Hoje um deles virou estrela e
estampou o jornal do meio-dia. Ameaçou precipitar-se sobre o viaduto de uma via
pública, atrapalhando o trânsito bem no horário de pico, atrasando a volta para
casa dos diversos representantes das classes sociais, dos transeuntes aos ônibus e carros
importados, chamando (a todos e todas) à atenção para seus dilemas, para sua loucura, e então, a sua invisibilidade se desfez, revelando para o mundo a sua lamúria e existência. Precisou incomodar para ser visto, precisou ameaçar para ser
acolhido e ter sua vida salva pelos Bombeiros, pois é, alguém o salvou
de sua vida miserável, indigna e ao relento, nem que seja numa situação atípica.
Estaria ele, que nem tinha
nome e trajetória, pedindo socorro? Estaria querendo fama? Queria atenção?
Queria políticas? Será que ele sabe que é gente?- Todas essas perguntas vieram
a mente enquanto eu assistia a matéria e ficava imaginando aquele andar confuso
por sobre o viaduto.
Como não lembrar de Macabéa,
aquela que só foi estrela na hora da sua morte? Que só foi vista como gente na hora de sua
morte e que só foi feliz minutos antes de sua morte inebriada por uma louca ilusão? Quantas Macabéas e Macabeus
existem por aí...Passando por nós diariamente, muitos deles tem casa, carro e
status...Muitos deles são moradores de rua dentro de si e nas suas mentes
lunáticas, invisíveis de família, amigos, de gente!
O ser humano é um ser social.
Privado de viver em sociedade e não acessando seus direitos básicos constituídos ele
surta, ou, constrói um universo paralelo, onde a bebida, as drogas e demais
acessórios amortecem a vida na terra.
Sei que geralmente a história
das pessoas que vivem nas ruas é muito triste, cheia de tragédias, desistências
e abandono. Algum dia a maioria delas teve uma família, uma casa, teve
amigos...Fico me perguntando como essas pessoas reagiram ao ver o amigo/familiar se
deteriorando, deprimindo, desistindo da dignidade de viver.
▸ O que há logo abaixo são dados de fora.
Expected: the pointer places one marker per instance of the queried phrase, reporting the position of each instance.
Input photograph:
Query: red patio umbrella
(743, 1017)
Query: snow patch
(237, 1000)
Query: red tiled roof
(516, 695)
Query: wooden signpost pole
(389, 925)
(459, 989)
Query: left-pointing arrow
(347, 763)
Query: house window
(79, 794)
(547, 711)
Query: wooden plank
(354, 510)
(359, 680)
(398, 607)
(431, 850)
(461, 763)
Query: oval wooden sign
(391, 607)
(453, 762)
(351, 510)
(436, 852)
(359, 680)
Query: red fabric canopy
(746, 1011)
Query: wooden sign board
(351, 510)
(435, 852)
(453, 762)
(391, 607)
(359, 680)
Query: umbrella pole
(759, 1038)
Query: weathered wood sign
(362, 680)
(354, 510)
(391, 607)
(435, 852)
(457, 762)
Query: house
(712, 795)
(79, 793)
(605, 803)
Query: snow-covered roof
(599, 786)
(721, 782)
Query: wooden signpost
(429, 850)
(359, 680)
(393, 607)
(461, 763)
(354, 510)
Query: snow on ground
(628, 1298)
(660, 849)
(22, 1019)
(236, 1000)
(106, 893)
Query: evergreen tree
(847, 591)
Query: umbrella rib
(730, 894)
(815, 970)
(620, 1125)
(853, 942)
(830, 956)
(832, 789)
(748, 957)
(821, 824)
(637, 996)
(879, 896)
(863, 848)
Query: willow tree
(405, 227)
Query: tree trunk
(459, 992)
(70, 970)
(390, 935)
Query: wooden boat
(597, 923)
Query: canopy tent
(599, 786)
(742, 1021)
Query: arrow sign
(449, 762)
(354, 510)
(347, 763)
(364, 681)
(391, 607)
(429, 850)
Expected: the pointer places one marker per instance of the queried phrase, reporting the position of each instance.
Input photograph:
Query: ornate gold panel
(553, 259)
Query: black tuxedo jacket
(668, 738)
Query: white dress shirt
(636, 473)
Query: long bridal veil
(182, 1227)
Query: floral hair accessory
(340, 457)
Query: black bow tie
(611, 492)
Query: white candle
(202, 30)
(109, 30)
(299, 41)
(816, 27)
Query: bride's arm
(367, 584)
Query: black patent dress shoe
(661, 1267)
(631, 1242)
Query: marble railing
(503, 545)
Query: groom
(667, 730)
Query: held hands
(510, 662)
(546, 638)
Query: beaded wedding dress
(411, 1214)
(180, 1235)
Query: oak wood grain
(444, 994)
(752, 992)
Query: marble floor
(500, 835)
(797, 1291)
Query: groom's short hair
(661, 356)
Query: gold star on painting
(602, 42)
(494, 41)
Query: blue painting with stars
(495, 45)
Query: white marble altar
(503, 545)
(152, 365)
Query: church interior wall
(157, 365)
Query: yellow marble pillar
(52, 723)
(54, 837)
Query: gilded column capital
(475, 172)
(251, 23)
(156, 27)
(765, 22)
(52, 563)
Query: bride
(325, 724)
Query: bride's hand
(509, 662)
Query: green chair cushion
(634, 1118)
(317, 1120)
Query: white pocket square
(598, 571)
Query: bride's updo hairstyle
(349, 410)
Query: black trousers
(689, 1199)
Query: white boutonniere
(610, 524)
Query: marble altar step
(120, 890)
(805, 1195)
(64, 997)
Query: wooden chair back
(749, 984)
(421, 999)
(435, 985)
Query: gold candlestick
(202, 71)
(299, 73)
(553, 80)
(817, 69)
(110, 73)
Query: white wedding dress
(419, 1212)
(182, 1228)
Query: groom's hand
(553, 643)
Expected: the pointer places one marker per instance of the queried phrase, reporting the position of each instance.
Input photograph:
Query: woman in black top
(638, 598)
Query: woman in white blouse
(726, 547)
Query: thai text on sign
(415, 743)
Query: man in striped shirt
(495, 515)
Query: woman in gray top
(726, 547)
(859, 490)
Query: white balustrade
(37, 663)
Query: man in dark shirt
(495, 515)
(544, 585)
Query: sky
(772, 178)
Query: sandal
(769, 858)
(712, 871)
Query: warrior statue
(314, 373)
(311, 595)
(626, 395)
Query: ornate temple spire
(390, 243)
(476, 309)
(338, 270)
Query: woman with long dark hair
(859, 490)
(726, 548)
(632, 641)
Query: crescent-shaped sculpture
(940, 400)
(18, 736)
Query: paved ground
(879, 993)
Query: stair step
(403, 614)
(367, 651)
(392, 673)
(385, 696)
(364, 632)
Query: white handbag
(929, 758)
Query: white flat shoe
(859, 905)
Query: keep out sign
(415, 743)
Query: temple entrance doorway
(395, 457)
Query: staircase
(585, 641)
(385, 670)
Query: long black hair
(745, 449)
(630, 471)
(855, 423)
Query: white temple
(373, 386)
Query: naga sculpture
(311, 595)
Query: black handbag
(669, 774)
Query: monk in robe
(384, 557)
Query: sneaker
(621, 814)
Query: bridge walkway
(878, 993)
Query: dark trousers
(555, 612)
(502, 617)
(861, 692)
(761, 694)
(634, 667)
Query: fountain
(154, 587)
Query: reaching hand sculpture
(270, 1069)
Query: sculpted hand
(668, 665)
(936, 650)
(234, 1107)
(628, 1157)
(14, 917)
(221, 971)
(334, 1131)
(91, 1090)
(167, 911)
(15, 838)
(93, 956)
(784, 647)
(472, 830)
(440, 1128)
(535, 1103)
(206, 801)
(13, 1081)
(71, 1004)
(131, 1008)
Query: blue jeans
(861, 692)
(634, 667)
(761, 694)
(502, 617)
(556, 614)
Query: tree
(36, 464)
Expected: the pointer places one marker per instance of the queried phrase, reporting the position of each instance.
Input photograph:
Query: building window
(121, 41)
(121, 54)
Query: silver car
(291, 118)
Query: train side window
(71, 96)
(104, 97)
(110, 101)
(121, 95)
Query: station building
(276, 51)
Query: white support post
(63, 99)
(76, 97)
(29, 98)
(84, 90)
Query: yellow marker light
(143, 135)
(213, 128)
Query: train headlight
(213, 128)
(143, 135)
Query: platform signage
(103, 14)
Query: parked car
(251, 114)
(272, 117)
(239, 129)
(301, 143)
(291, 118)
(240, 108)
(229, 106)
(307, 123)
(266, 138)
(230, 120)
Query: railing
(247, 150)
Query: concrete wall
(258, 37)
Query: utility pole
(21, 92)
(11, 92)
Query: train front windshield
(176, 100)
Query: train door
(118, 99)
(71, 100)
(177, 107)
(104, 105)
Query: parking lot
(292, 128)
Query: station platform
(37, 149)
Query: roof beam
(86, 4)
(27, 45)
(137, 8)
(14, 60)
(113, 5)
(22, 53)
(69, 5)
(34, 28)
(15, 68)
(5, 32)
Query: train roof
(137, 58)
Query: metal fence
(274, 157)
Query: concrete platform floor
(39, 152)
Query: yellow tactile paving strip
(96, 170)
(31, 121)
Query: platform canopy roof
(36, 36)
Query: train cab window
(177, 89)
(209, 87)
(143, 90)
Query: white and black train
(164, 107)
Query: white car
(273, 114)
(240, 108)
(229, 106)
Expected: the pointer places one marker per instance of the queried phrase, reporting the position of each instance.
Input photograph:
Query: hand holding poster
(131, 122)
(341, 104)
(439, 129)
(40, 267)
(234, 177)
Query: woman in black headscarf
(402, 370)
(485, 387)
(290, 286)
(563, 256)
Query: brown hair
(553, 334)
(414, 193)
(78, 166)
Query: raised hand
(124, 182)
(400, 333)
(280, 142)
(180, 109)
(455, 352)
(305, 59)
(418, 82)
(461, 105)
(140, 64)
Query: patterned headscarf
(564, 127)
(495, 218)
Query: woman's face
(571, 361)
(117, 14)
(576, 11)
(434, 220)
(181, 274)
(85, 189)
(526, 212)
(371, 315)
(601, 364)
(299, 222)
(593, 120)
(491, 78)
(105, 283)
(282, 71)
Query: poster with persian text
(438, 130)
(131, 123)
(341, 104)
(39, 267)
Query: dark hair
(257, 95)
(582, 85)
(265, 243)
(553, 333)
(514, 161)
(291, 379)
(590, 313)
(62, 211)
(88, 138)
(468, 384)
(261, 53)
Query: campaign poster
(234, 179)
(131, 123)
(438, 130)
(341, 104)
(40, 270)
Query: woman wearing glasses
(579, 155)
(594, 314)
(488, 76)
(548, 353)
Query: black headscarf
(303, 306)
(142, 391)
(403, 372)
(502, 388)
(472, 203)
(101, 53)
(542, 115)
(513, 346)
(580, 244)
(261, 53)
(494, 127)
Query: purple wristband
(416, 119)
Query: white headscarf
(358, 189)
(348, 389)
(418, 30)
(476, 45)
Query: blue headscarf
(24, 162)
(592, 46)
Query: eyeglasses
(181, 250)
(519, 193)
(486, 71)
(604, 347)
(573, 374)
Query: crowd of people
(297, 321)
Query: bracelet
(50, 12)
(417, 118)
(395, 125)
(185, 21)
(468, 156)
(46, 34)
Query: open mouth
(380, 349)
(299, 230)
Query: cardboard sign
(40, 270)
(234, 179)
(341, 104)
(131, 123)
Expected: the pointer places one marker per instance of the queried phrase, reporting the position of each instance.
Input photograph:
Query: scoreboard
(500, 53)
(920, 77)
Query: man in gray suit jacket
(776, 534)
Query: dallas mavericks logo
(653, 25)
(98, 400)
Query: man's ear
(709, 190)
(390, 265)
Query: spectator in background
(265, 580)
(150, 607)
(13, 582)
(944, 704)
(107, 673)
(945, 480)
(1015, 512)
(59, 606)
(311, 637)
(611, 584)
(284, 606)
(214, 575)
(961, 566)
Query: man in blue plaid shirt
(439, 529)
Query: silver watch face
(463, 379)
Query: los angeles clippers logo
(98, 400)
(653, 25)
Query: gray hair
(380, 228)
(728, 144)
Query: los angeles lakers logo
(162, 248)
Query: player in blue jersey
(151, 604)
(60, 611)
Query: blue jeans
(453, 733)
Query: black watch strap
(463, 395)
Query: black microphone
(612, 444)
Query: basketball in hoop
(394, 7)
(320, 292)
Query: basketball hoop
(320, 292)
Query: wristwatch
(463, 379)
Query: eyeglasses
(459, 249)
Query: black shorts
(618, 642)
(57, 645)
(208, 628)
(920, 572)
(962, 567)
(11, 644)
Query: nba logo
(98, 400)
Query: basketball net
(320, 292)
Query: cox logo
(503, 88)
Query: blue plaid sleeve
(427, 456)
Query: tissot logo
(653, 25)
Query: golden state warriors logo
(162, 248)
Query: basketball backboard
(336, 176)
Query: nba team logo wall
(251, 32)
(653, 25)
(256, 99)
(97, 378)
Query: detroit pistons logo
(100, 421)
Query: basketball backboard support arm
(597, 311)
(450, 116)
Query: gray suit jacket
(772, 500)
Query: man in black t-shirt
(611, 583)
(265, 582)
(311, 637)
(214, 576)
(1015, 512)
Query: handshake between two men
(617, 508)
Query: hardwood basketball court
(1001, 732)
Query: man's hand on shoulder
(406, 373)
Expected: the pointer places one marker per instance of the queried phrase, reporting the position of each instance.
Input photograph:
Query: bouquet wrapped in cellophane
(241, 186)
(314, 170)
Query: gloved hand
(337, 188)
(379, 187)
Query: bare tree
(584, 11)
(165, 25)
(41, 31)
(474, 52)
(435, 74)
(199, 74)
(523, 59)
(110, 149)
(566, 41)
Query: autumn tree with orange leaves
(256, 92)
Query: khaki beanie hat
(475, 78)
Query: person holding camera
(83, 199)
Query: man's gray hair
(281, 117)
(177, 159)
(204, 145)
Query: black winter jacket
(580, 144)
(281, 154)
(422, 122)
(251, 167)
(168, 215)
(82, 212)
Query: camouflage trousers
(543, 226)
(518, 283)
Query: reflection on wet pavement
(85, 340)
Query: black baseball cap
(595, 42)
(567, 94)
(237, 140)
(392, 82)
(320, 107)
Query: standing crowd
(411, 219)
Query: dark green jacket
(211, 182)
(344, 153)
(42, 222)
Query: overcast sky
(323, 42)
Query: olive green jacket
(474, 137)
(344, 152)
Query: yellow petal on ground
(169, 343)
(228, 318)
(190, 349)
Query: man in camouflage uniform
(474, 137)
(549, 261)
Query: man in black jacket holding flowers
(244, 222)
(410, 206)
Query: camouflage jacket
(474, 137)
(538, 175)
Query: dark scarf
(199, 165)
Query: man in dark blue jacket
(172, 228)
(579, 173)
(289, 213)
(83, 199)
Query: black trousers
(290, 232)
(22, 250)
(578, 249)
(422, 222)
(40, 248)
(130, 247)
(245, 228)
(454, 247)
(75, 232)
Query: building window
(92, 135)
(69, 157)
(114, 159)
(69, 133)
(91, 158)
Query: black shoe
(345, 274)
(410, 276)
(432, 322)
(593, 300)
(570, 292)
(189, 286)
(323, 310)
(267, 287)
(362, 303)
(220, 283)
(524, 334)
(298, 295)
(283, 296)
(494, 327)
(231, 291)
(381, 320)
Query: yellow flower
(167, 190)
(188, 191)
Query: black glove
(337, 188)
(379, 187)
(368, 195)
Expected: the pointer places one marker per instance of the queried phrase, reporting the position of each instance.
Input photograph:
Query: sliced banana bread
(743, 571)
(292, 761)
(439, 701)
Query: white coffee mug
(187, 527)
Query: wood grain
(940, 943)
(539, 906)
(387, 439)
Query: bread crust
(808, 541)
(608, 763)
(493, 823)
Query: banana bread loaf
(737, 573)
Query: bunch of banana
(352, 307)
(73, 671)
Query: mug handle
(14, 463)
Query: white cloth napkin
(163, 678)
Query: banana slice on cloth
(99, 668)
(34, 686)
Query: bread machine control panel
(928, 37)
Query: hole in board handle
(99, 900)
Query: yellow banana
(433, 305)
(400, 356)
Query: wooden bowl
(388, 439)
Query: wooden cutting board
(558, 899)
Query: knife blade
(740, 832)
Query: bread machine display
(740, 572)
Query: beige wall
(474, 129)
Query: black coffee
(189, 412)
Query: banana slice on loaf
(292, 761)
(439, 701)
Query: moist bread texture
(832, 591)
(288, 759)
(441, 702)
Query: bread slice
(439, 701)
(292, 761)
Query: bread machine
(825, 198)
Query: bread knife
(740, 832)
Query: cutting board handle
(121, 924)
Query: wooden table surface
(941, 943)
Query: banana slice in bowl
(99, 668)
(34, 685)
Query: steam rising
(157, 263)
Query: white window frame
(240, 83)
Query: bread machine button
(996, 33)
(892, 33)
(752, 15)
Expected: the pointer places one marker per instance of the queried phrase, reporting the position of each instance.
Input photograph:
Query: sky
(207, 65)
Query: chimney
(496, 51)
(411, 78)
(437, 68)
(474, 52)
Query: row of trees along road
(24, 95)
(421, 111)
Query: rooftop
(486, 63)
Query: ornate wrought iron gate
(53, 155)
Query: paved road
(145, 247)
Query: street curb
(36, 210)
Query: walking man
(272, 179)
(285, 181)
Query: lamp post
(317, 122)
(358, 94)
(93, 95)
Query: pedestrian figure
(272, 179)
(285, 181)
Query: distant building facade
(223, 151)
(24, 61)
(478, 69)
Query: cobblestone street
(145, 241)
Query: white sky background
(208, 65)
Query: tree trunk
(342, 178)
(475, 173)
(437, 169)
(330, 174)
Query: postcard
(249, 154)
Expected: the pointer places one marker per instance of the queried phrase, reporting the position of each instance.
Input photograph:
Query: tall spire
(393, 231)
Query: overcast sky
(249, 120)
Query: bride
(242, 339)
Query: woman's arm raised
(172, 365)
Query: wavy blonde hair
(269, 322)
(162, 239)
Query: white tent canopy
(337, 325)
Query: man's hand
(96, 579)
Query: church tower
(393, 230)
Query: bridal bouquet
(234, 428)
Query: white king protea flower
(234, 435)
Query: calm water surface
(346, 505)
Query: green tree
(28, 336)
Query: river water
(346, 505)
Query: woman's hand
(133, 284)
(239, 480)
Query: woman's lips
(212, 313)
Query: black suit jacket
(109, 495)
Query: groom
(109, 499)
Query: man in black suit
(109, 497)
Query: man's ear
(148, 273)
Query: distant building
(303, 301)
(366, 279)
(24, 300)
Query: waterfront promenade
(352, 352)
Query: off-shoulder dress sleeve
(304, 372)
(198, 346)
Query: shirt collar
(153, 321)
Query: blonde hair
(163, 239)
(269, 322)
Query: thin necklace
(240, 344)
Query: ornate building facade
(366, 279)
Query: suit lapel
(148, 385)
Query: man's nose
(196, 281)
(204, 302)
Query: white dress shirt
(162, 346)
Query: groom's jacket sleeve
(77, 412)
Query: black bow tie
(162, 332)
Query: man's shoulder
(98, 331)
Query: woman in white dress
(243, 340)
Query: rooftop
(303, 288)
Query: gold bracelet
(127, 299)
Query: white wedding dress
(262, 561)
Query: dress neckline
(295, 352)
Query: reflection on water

E quando me refiro
a dignidade de viver, eu não estou falando dos que por escolha abdicaram de
viver dentro do círculo do sistema, não, não...Estes tiveram escolha e são mui
corajosos...Me refiro mesmo a quem perdeu o direito de ser gente, os que não tiveram direito de escolha. Porque é isso
que a sociedade tira dos moradores de rua: o direito de ser gente!
Como não enlouquecer diante
disso? Como não surtar diante do frio, do abandono, da solidão...Diante do
abuso, diante da invisibilidade? A loucura é uma linha tênue dentro de
nós...Somos vulneráveis e muitas vezes, enlouquecer é uma solução para não
enfrentar racionalmente uma dor terrível.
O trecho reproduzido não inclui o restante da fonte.